Parents of divorce, all too often, fall into this pit of pacification. We feel guilty enough already being parents in a divorce that could potentially ruin our children forever and ever – right? We quickly lose perspective when our child shows distress over a divorce-related action. We engage our egos and seek to problem-solve instead of parent.

In the moment that my daughter was asking me to intervene and save her weekend, while I was strong in my response, I was covering up my emotional flinching. Of course I wanted to jump in and message her dad and be her superhero mom. I thought – “if only I weren’t divorced I wouldn’t have to deal with this.”
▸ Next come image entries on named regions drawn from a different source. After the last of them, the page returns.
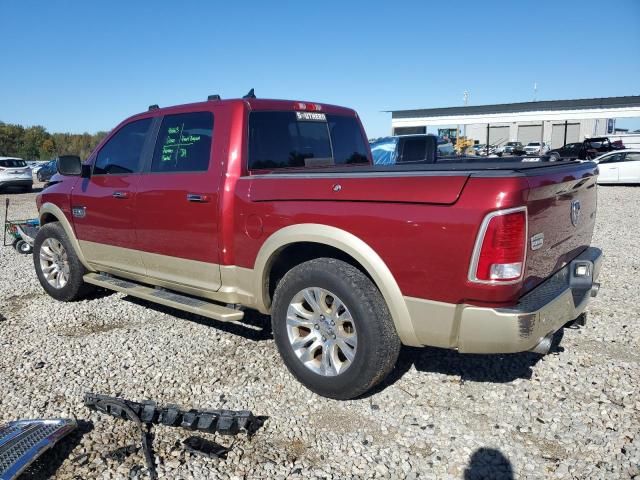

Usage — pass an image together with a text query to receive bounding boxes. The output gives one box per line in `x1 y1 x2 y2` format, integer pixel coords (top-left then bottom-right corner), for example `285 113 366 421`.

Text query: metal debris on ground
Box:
0 418 77 480
84 393 262 435
84 393 158 480
182 436 231 460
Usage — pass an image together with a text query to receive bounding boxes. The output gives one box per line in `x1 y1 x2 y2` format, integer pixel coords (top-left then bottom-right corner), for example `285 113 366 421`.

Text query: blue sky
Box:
0 0 640 137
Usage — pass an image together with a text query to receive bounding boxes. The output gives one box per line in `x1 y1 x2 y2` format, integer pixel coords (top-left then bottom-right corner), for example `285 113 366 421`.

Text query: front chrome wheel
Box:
40 238 69 288
286 287 358 377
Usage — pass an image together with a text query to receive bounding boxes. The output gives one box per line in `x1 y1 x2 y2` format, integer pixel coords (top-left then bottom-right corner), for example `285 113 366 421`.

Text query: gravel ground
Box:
0 182 640 479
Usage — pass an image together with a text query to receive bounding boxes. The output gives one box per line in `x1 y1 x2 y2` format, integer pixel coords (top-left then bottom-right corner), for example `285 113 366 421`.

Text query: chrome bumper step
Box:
84 273 244 322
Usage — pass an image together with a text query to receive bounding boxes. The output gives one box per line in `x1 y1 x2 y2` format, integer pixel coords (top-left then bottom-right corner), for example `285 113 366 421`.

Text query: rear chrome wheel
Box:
271 258 400 399
287 287 358 377
40 238 70 288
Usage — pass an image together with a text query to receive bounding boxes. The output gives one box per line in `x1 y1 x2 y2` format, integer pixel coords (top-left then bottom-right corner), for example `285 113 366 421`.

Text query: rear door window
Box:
151 112 213 173
249 111 369 170
93 118 151 175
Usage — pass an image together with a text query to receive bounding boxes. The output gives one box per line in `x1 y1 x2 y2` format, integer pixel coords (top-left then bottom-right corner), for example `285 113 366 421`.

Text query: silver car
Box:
0 157 33 192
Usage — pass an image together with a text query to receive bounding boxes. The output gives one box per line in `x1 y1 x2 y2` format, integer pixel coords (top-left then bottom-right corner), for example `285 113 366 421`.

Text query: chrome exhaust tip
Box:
530 333 553 355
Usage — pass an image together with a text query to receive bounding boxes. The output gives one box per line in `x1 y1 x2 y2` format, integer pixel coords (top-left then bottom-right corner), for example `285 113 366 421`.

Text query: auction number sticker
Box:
296 112 327 122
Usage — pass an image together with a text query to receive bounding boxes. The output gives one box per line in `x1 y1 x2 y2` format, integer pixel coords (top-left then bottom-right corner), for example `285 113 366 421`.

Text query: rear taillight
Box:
469 207 527 283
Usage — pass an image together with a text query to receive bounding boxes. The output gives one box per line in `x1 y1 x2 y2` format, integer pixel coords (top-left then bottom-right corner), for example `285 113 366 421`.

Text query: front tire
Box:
14 240 33 255
271 258 400 400
33 222 93 302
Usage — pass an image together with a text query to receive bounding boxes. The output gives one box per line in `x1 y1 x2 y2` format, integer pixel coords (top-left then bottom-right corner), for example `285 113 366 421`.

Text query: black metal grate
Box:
0 420 75 478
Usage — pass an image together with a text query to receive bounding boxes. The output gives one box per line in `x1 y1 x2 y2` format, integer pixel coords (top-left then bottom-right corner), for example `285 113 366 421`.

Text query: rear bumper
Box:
458 247 602 353
405 247 602 353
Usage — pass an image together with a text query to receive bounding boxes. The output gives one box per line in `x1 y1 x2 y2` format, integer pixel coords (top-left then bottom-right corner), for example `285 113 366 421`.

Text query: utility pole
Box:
462 90 469 138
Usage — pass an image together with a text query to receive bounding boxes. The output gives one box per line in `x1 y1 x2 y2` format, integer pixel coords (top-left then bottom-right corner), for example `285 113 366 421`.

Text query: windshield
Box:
371 137 398 165
0 158 27 168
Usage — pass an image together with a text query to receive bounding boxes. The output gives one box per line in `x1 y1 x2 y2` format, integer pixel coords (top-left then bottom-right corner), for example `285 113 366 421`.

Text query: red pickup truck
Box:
34 97 601 399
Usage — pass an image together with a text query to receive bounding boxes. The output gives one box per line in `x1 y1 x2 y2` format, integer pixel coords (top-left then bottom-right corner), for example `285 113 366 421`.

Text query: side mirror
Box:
80 163 91 178
56 155 82 175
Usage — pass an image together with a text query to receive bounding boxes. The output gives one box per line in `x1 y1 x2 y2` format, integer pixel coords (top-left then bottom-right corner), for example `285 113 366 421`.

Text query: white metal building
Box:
391 96 640 148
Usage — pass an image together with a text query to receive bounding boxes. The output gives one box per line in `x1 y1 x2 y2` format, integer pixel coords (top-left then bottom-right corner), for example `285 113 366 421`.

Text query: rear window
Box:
249 112 369 170
0 158 27 168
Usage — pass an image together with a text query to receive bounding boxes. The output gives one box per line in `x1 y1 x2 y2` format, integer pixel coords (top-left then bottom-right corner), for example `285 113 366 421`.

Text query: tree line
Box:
0 122 108 160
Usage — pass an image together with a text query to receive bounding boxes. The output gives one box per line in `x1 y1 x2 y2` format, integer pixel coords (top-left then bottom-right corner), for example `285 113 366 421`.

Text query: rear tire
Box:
33 222 94 302
271 258 400 400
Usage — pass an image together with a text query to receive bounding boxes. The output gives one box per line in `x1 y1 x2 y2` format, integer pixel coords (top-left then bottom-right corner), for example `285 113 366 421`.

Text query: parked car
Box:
524 142 549 155
0 157 33 192
36 159 58 182
501 142 525 155
476 145 500 157
549 137 624 160
549 142 584 160
438 142 457 158
594 149 640 184
371 134 440 165
29 160 49 175
34 98 601 399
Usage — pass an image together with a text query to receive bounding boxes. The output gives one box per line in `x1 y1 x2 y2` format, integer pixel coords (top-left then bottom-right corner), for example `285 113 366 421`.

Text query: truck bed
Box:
254 157 595 176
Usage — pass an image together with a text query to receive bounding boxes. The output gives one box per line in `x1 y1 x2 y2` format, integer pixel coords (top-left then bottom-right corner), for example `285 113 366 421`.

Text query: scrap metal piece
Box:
84 393 158 480
182 436 231 460
84 393 262 435
0 418 78 480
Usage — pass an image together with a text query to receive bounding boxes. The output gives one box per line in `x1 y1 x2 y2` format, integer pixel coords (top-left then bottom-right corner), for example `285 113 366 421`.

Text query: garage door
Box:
518 125 542 145
551 123 580 148
489 127 509 145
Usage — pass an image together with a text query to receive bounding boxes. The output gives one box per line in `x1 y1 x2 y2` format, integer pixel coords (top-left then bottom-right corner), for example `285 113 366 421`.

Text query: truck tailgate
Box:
523 163 598 293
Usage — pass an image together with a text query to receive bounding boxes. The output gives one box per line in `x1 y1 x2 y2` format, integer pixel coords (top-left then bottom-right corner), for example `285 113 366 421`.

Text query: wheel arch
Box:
38 203 93 271
253 223 421 346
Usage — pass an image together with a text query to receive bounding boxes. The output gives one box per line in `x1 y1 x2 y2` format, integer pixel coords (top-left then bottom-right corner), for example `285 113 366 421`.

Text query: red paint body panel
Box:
71 175 140 248
39 99 597 306
250 171 468 205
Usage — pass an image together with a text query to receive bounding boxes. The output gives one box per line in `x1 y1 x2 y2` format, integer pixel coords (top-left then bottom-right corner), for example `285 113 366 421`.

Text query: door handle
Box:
187 193 211 203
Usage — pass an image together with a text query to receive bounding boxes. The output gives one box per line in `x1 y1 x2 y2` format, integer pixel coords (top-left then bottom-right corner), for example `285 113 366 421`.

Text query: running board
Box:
84 273 244 322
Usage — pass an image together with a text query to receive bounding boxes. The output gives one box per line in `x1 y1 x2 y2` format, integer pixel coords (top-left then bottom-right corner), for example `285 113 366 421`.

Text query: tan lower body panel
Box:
84 273 244 322
80 240 220 291
80 240 258 313
404 297 463 348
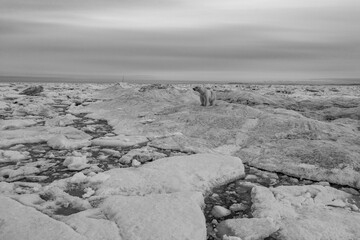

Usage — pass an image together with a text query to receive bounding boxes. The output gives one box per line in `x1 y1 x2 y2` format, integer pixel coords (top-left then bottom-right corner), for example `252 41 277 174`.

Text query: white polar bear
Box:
193 86 216 107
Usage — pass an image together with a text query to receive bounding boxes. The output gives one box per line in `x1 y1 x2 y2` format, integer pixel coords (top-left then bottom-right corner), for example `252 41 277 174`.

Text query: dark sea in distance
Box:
0 76 360 85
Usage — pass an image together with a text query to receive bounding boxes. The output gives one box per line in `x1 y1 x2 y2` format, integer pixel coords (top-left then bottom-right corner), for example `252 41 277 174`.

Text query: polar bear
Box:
193 86 216 107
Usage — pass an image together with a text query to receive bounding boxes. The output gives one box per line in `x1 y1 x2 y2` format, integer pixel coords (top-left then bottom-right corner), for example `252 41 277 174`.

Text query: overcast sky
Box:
0 0 360 81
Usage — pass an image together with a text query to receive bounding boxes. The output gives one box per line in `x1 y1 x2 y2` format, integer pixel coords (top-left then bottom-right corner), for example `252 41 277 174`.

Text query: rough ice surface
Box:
0 196 87 240
0 119 37 130
97 154 245 196
101 192 206 240
47 134 91 149
0 126 91 147
252 185 360 240
0 83 360 240
91 135 148 147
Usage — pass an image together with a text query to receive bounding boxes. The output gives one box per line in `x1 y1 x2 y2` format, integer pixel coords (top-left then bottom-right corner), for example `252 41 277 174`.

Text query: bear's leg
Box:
200 96 205 106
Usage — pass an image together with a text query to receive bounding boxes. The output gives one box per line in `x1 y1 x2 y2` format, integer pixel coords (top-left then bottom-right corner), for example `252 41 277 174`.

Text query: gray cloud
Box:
0 0 360 80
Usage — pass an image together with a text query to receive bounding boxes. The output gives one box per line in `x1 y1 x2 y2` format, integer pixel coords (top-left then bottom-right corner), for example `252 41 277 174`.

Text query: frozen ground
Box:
0 83 360 240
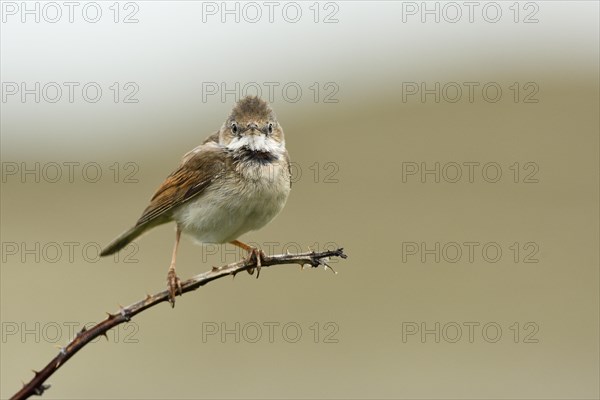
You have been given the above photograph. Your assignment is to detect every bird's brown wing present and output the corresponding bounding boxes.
[136,143,227,226]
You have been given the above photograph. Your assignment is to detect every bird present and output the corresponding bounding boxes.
[100,96,292,307]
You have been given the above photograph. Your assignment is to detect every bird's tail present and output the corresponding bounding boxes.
[100,224,149,257]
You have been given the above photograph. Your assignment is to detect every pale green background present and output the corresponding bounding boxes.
[0,1,600,399]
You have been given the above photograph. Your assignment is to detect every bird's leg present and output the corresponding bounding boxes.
[167,226,181,307]
[229,240,265,279]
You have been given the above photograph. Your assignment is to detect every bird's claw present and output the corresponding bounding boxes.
[167,268,182,307]
[247,247,266,279]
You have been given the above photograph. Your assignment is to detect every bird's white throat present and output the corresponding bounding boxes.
[227,134,285,158]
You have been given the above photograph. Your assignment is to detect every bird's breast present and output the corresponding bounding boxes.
[176,156,290,243]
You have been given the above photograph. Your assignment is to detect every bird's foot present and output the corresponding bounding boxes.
[246,247,266,279]
[167,267,182,307]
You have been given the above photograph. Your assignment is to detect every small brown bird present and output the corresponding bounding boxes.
[100,96,291,306]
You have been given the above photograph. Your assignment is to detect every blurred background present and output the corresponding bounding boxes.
[0,1,600,399]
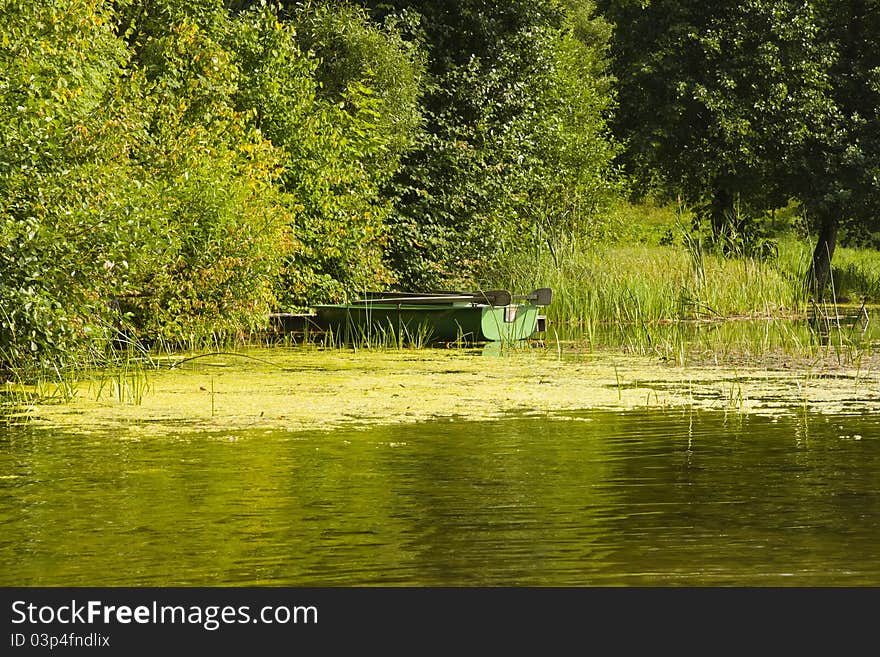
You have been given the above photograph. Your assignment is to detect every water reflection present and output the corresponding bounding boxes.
[0,411,880,586]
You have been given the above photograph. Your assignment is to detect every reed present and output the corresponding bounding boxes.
[484,232,880,364]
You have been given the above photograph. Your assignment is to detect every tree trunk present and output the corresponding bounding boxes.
[709,188,733,242]
[806,213,839,300]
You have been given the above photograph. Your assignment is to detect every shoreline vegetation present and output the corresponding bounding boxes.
[0,0,880,422]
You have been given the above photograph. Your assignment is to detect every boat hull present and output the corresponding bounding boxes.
[314,304,543,342]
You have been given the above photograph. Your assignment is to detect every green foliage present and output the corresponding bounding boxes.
[0,0,136,368]
[228,6,421,308]
[356,0,614,288]
[600,0,832,241]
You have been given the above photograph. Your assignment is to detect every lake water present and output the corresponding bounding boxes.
[0,409,880,586]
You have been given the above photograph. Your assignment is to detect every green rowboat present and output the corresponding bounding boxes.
[275,288,552,343]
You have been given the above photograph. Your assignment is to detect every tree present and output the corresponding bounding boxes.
[599,0,834,252]
[350,0,613,289]
[0,0,141,369]
[800,0,880,296]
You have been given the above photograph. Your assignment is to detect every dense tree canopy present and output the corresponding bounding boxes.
[600,0,880,293]
[0,0,614,368]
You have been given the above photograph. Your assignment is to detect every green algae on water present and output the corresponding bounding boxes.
[32,347,880,435]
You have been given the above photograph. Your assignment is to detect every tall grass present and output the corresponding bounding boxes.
[487,231,880,363]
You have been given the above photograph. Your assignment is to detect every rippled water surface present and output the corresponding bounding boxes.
[0,410,880,586]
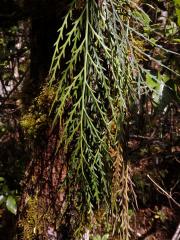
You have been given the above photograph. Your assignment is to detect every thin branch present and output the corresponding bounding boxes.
[147,174,180,208]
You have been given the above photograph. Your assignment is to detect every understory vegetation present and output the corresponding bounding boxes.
[0,0,180,240]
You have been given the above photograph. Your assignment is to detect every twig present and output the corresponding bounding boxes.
[147,174,180,208]
[172,223,180,240]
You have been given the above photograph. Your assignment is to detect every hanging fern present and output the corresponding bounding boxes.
[50,0,179,239]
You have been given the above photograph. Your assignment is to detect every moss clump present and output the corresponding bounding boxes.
[20,86,55,138]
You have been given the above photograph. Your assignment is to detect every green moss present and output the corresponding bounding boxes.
[20,87,55,138]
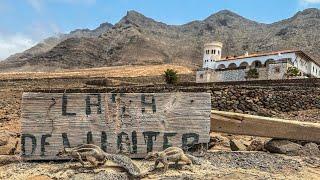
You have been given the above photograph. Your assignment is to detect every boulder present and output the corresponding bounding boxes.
[230,139,247,151]
[264,139,302,156]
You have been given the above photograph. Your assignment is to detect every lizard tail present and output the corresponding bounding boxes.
[106,153,141,177]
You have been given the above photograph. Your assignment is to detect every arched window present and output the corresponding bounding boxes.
[239,62,249,69]
[264,59,276,67]
[228,63,237,69]
[251,61,262,68]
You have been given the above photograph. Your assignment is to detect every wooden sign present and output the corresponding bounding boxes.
[21,92,211,160]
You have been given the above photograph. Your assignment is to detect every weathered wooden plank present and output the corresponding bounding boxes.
[211,110,320,142]
[21,92,211,160]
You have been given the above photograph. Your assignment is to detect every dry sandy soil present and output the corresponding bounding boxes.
[0,65,320,180]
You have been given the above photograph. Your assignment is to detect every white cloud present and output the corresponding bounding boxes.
[0,33,36,60]
[301,0,320,4]
[28,0,44,12]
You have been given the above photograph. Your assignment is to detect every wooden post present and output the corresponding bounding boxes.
[211,110,320,142]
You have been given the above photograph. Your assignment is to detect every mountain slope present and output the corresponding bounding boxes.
[0,9,320,70]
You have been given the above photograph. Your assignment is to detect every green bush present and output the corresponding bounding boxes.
[287,67,300,76]
[164,69,178,84]
[247,69,259,79]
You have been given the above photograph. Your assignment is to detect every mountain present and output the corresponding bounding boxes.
[0,9,320,71]
[0,23,113,71]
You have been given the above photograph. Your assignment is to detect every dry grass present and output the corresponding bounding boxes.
[0,64,193,80]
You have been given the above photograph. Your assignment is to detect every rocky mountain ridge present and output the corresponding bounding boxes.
[0,9,320,71]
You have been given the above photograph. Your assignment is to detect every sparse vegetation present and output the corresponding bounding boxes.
[164,69,178,84]
[247,69,259,79]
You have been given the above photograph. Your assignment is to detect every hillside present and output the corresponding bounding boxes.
[0,9,320,71]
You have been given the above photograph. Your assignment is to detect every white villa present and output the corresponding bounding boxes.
[196,42,320,83]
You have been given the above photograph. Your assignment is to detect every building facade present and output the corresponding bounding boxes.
[196,42,320,83]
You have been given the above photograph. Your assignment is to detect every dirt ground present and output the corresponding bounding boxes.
[0,151,320,180]
[0,67,320,180]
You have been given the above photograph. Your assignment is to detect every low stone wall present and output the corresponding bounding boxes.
[212,86,320,116]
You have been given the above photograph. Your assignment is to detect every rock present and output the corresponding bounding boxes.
[209,133,230,149]
[299,143,320,157]
[26,175,52,180]
[0,155,21,165]
[230,139,247,151]
[264,139,302,156]
[247,140,265,151]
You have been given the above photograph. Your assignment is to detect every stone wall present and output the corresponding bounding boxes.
[212,86,320,116]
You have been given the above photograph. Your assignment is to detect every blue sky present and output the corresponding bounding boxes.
[0,0,320,59]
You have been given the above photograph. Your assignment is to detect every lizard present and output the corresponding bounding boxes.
[57,144,148,177]
[145,147,201,172]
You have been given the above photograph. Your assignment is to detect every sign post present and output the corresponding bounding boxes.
[21,92,211,160]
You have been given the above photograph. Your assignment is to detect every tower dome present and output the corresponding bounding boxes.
[203,41,223,69]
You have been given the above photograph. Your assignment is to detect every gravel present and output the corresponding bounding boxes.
[205,152,302,172]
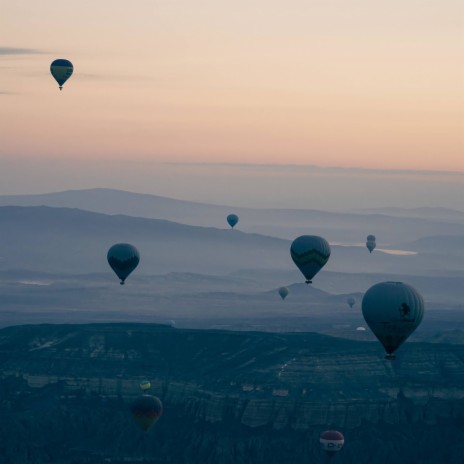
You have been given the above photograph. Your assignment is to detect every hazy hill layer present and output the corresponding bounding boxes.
[0,189,464,248]
[0,206,463,277]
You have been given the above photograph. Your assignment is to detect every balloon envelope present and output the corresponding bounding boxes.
[107,243,140,285]
[227,214,238,229]
[290,235,330,284]
[319,430,345,455]
[362,282,424,359]
[346,297,356,308]
[139,380,151,391]
[366,235,376,253]
[279,287,288,300]
[50,58,74,90]
[130,395,163,432]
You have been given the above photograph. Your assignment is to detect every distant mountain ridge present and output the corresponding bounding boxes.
[0,189,464,245]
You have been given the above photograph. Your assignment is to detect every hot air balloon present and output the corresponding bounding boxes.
[50,58,74,90]
[362,282,424,359]
[227,214,238,229]
[139,380,151,391]
[366,235,376,253]
[319,430,345,460]
[130,395,163,432]
[279,287,288,300]
[107,243,140,285]
[290,235,330,284]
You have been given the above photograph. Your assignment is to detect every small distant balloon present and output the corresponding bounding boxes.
[366,235,377,253]
[130,395,163,432]
[50,58,74,90]
[139,380,151,391]
[362,282,424,359]
[319,430,345,459]
[279,287,288,300]
[290,235,330,284]
[227,214,238,229]
[107,243,140,285]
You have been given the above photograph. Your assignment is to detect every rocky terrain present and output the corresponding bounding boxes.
[0,323,464,464]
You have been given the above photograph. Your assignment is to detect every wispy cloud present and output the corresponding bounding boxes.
[0,47,44,56]
[153,161,464,176]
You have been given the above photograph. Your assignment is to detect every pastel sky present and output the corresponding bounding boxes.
[0,0,464,206]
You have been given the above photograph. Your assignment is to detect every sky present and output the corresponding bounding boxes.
[0,0,464,206]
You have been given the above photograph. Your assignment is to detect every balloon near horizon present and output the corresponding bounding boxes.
[290,235,330,284]
[50,58,74,90]
[227,214,238,229]
[362,282,424,360]
[106,243,140,285]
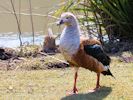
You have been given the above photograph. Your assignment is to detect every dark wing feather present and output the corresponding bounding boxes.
[84,44,111,66]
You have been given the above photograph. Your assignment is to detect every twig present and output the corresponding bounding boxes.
[10,0,22,46]
[29,0,35,45]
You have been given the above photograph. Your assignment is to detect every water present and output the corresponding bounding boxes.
[0,32,44,48]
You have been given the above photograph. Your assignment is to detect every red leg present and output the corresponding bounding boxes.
[89,73,101,92]
[95,74,100,90]
[67,67,79,95]
[73,72,78,93]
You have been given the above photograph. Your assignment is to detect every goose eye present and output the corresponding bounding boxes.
[66,17,69,19]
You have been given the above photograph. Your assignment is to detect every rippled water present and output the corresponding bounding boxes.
[0,33,44,48]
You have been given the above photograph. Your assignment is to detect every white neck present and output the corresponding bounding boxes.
[60,25,80,55]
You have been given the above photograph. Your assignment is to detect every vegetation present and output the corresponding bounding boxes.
[0,55,133,100]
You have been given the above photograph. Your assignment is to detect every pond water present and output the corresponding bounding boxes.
[0,32,44,48]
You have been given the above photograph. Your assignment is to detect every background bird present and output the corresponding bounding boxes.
[58,12,114,93]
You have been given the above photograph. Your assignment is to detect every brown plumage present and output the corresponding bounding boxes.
[70,39,104,73]
[59,12,113,93]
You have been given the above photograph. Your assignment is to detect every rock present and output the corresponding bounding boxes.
[0,48,15,60]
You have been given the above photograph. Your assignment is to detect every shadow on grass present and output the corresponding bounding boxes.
[61,87,112,100]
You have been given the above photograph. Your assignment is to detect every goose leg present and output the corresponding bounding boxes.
[73,67,79,93]
[89,73,101,92]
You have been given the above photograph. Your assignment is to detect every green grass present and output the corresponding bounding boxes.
[0,57,133,100]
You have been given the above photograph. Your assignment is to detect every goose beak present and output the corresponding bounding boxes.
[57,20,64,25]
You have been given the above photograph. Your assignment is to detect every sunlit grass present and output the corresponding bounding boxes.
[0,57,133,100]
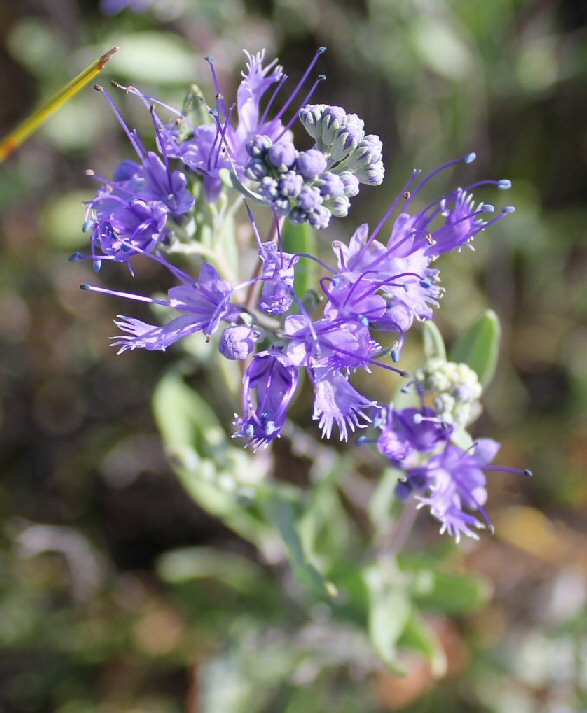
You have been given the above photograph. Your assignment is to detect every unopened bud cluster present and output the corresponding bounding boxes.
[245,105,384,230]
[414,359,482,427]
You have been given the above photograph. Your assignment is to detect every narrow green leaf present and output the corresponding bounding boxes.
[400,607,446,678]
[283,220,318,299]
[300,458,356,571]
[153,372,272,547]
[368,468,401,537]
[413,571,491,614]
[364,566,412,672]
[260,490,336,596]
[157,547,268,594]
[422,320,446,361]
[450,310,501,387]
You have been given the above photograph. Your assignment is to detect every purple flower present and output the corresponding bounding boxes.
[82,259,238,354]
[101,0,154,15]
[312,368,377,441]
[218,324,261,359]
[377,408,451,468]
[235,351,299,449]
[86,89,195,263]
[408,438,499,542]
[323,225,442,334]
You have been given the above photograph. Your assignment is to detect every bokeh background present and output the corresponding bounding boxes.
[0,0,587,713]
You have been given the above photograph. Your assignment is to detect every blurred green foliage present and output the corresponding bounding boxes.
[0,0,587,713]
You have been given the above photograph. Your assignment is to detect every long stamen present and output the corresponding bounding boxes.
[481,465,534,478]
[275,47,326,119]
[243,200,263,253]
[94,84,146,160]
[275,74,326,143]
[345,272,430,304]
[290,253,336,274]
[366,168,422,245]
[112,82,195,132]
[214,104,236,166]
[149,105,173,195]
[80,284,172,307]
[204,55,227,117]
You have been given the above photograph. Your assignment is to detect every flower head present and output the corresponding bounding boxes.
[85,88,195,263]
[234,351,299,449]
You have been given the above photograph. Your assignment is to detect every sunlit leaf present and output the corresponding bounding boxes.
[400,607,446,678]
[450,309,501,387]
[283,220,318,298]
[153,372,272,547]
[422,320,446,360]
[261,491,335,596]
[364,566,412,671]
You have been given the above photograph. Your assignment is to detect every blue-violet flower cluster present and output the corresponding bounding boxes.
[73,47,528,539]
Then the truth hit like a ton of law books falling atop my head – if I weren’t divorced, my daughter would still not want to go to a hog roast in lieu of her volleyball game. My daughters would still have to do things they do not want to do. My daughters would still sigh and moan, just like I did as a kid when I had to do chores. My children would still say “Ah Maahhhhmmmm” when their parents were picking family time over friend time.  Divorced parents or not, my children would still be parented.

As painful as it may be at times, our job is to persist in co-parenting: to establish and maintain unbendable boundaries; to not succumb to their manipulation of us as they pick their fickle favorites; and, to bite back the “I told you so” when they come back from the dreaded weekend or event still alive and no worse for the wear. When I picked up Anna on the following Monday she reported it was not as bad as she thought it would be and she had fun. Yup. And so it goes that we will continue to follow orders.